That evening, with Sharon all tucked into bed for the night, I poured some of the taco-flavored cheese crackers we had just bought into an old cracked ceramic bowl. Then I wrapped myself up in our old blue blanket, and curled up on the good end of the loveseat with The Gift of the Deer. (Available at Amazon at http://amzn.to/1JEa23V
During that year I typed at home, reading any book for pleasure was a true luxury. With so much transcribing to be done I dared not strain my eyes during non-typing hours. This book, though, turned out to be a special treasure. It provided inspiration and strength for many years to come, just as The Little House series had already done. Somehow, I knew all that while reading those first ten pages in the library.
Another Thrifty Family
Helen Hoover’s clear recounting of the same type of problems I’d faced clarified my own thoughts about living in difficult circumstances, things like making do and doing without, stretching each nickle, and inconveniences like small living space. Also, Helen and her husband had made deliberate decisions to shape their lives around the things they valued, no matter the cost to other conveniences or luxuries.

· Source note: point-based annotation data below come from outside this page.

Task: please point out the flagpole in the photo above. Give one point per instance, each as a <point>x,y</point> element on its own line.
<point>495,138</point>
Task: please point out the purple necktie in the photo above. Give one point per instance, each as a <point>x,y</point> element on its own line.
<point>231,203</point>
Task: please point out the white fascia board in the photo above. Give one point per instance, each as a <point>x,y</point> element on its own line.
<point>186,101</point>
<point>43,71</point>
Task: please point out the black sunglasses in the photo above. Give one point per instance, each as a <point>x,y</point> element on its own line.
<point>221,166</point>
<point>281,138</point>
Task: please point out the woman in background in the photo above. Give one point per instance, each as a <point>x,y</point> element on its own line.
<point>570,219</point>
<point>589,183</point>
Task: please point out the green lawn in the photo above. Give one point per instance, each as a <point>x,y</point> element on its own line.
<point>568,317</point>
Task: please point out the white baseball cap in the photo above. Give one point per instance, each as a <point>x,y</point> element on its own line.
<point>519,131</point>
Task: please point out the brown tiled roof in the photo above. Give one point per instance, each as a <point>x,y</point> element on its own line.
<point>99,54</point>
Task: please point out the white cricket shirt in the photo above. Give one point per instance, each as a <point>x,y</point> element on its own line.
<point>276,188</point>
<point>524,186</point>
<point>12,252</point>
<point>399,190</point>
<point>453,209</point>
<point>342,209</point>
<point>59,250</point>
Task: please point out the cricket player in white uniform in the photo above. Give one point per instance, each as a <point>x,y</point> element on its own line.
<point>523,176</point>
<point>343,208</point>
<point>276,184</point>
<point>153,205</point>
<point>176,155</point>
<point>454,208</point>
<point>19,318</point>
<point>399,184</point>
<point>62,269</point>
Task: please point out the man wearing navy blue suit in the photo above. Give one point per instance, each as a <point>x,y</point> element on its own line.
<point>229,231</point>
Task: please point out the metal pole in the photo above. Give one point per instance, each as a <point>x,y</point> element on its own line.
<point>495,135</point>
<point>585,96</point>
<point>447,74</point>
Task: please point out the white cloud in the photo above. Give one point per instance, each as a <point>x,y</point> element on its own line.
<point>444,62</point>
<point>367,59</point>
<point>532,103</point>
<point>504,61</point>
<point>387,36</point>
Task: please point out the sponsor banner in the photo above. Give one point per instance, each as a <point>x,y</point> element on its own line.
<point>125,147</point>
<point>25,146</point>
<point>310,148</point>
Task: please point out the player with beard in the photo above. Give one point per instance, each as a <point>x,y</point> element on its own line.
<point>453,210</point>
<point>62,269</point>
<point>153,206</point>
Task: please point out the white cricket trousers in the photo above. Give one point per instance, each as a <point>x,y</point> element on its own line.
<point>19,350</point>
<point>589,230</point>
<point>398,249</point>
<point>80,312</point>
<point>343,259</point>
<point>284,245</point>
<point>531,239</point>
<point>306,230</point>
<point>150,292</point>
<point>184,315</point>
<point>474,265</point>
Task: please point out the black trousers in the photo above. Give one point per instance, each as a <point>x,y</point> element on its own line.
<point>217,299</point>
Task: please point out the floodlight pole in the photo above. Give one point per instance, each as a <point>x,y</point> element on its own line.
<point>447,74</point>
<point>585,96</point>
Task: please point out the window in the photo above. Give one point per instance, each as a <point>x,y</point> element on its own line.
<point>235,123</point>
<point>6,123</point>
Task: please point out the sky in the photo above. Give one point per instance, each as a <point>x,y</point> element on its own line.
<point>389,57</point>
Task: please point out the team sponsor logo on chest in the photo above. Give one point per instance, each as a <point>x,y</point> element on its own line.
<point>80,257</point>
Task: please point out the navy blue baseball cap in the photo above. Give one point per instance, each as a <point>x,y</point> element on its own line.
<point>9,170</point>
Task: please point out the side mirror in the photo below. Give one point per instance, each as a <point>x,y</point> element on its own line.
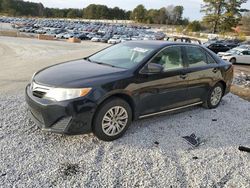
<point>153,68</point>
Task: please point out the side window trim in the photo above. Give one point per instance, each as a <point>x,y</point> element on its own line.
<point>205,53</point>
<point>208,55</point>
<point>184,66</point>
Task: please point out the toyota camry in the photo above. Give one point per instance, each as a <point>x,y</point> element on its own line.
<point>105,92</point>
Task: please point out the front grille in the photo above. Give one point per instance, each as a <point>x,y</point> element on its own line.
<point>38,94</point>
<point>39,90</point>
<point>37,115</point>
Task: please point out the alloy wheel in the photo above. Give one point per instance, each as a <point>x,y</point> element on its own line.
<point>216,95</point>
<point>114,121</point>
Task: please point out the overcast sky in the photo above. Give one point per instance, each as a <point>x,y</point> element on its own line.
<point>191,7</point>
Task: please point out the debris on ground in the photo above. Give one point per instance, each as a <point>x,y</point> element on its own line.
<point>193,140</point>
<point>242,79</point>
<point>246,149</point>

The story was of a couple, Helen and Ade Hoover, and their decision to leave the Chicago suburbs and live in a log cabin in the Minnesota woods. They both were kept busy just trying to survive and had only a few precious hours each day on their writing and drawing, hobbies they hoped to make profitable. The long, severe Minnesota winters were themselves challenging as was getting supplies like food and heating oil.

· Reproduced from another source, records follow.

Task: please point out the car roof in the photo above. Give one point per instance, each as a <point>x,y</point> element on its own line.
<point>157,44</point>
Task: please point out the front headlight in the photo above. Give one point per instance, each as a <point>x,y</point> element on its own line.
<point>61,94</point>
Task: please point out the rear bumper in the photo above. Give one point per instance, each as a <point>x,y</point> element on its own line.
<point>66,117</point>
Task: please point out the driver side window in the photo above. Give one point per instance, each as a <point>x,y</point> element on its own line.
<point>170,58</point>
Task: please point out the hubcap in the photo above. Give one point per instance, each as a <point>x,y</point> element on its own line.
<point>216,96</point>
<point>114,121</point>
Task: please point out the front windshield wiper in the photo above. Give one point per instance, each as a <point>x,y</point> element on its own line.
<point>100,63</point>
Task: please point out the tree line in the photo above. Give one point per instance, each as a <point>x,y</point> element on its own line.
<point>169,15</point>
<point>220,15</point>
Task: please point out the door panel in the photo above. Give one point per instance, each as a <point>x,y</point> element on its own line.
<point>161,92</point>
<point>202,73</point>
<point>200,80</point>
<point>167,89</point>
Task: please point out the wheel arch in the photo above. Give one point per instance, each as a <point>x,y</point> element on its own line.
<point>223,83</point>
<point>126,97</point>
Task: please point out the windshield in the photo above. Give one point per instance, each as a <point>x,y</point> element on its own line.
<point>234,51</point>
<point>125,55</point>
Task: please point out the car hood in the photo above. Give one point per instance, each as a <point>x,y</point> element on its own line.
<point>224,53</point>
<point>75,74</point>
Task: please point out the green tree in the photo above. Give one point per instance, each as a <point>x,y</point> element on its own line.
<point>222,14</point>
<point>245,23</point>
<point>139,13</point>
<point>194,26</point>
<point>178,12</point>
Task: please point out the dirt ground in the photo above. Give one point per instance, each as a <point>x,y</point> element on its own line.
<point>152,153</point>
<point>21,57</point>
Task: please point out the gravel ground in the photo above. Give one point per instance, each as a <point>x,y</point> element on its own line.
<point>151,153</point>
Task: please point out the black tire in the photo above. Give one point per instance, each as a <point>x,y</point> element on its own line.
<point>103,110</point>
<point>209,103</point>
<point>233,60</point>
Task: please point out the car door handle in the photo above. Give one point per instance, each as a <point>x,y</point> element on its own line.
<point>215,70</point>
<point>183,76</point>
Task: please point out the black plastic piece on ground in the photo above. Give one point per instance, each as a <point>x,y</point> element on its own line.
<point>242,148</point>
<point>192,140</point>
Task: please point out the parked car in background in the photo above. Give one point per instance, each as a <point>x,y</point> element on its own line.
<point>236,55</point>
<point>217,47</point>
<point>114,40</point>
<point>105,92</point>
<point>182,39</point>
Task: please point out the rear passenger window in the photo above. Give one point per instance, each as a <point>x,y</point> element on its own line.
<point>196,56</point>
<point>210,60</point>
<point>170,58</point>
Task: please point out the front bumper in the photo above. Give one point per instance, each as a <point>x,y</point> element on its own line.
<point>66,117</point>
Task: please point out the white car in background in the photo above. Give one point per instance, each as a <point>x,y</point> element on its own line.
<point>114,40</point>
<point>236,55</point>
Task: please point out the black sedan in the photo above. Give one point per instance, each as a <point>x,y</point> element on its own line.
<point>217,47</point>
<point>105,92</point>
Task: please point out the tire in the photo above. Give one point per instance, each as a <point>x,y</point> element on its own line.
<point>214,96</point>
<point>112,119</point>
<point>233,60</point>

Every little task required great effort and planning. For Ade to make the trek to the general store to mail Helen’s stories and his drawings required careful planning ahead so that, for example, he could chop enough wood for the entire day the trip would take while Helen would be alone in the cabin all day.

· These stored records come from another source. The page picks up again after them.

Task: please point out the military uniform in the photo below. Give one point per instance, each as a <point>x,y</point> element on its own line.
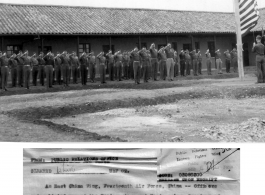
<point>49,70</point>
<point>194,62</point>
<point>209,63</point>
<point>260,61</point>
<point>145,58</point>
<point>20,73</point>
<point>74,61</point>
<point>227,61</point>
<point>154,62</point>
<point>83,68</point>
<point>182,63</point>
<point>131,70</point>
<point>26,71</point>
<point>199,59</point>
<point>187,62</point>
<point>118,66</point>
<point>218,62</point>
<point>110,59</point>
<point>65,69</point>
<point>41,70</point>
<point>234,60</point>
<point>102,68</point>
<point>35,68</point>
<point>92,67</point>
<point>170,63</point>
<point>126,60</point>
<point>176,68</point>
<point>58,69</point>
<point>163,65</point>
<point>13,66</point>
<point>4,71</point>
<point>136,66</point>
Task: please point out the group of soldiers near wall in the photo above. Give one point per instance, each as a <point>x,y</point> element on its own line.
<point>135,64</point>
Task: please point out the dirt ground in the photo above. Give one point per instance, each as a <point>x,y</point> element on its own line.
<point>205,109</point>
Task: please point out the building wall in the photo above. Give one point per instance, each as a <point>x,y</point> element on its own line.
<point>69,43</point>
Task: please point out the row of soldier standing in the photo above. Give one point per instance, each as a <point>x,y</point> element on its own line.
<point>135,64</point>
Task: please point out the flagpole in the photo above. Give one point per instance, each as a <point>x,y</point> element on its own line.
<point>239,41</point>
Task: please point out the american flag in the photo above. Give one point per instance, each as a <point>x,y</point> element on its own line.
<point>248,14</point>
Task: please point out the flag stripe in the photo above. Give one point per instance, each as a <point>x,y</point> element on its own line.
<point>248,15</point>
<point>242,3</point>
<point>250,18</point>
<point>251,3</point>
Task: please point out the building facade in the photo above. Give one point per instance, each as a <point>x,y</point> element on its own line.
<point>57,28</point>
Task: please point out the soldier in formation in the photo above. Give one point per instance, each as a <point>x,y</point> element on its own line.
<point>145,63</point>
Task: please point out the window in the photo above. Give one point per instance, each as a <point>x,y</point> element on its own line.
<point>105,49</point>
<point>12,49</point>
<point>45,49</point>
<point>142,45</point>
<point>234,45</point>
<point>162,45</point>
<point>197,45</point>
<point>174,45</point>
<point>83,47</point>
<point>187,46</point>
<point>211,47</point>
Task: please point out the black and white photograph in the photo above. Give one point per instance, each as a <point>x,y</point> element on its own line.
<point>167,171</point>
<point>132,71</point>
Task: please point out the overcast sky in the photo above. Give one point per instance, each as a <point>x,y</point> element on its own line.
<point>202,5</point>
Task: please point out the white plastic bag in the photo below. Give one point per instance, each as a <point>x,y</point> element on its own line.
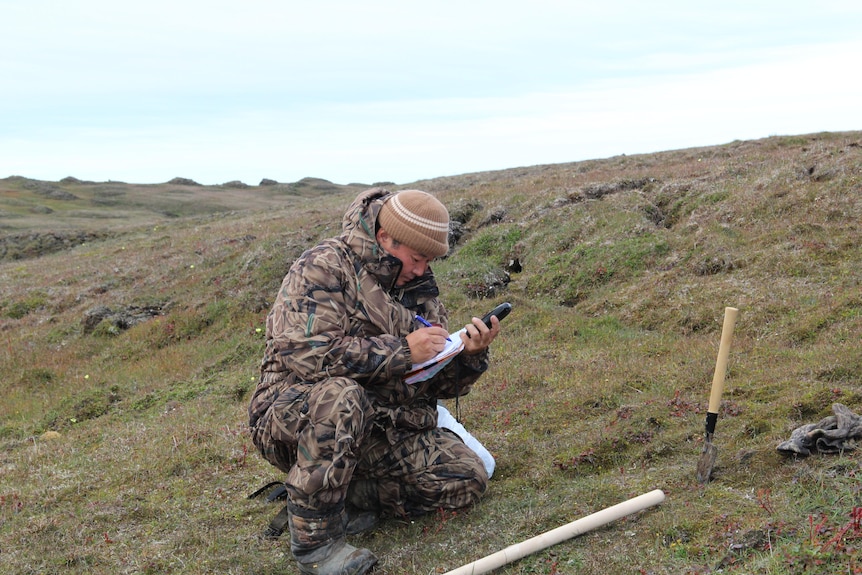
<point>445,420</point>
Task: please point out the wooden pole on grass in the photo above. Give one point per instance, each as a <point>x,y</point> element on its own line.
<point>560,534</point>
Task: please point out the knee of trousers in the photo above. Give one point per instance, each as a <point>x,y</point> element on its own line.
<point>339,401</point>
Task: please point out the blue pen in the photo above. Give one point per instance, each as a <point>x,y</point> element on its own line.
<point>426,323</point>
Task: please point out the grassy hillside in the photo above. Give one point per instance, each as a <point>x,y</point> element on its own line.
<point>127,361</point>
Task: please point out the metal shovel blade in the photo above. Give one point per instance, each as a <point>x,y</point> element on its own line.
<point>707,460</point>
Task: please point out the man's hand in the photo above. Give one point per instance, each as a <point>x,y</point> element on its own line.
<point>478,336</point>
<point>426,342</point>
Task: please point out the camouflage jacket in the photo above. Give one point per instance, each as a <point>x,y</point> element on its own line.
<point>339,314</point>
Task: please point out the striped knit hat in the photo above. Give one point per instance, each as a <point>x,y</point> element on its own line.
<point>418,220</point>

Paring life to the bone, though, gave them keen appreciation of the blessings they typically had taken for granted back in the city— food, shelter, warmth, and companionship. Their simple life and their struggle with the elements taught them to cherish nature and the wild creatures they discovered who lived in the same ten acres of wooded forest they owned. Chipmunks, birds of all kinds, otters, beavers, badgers, and bobcats and were common sights. And of course, the deer.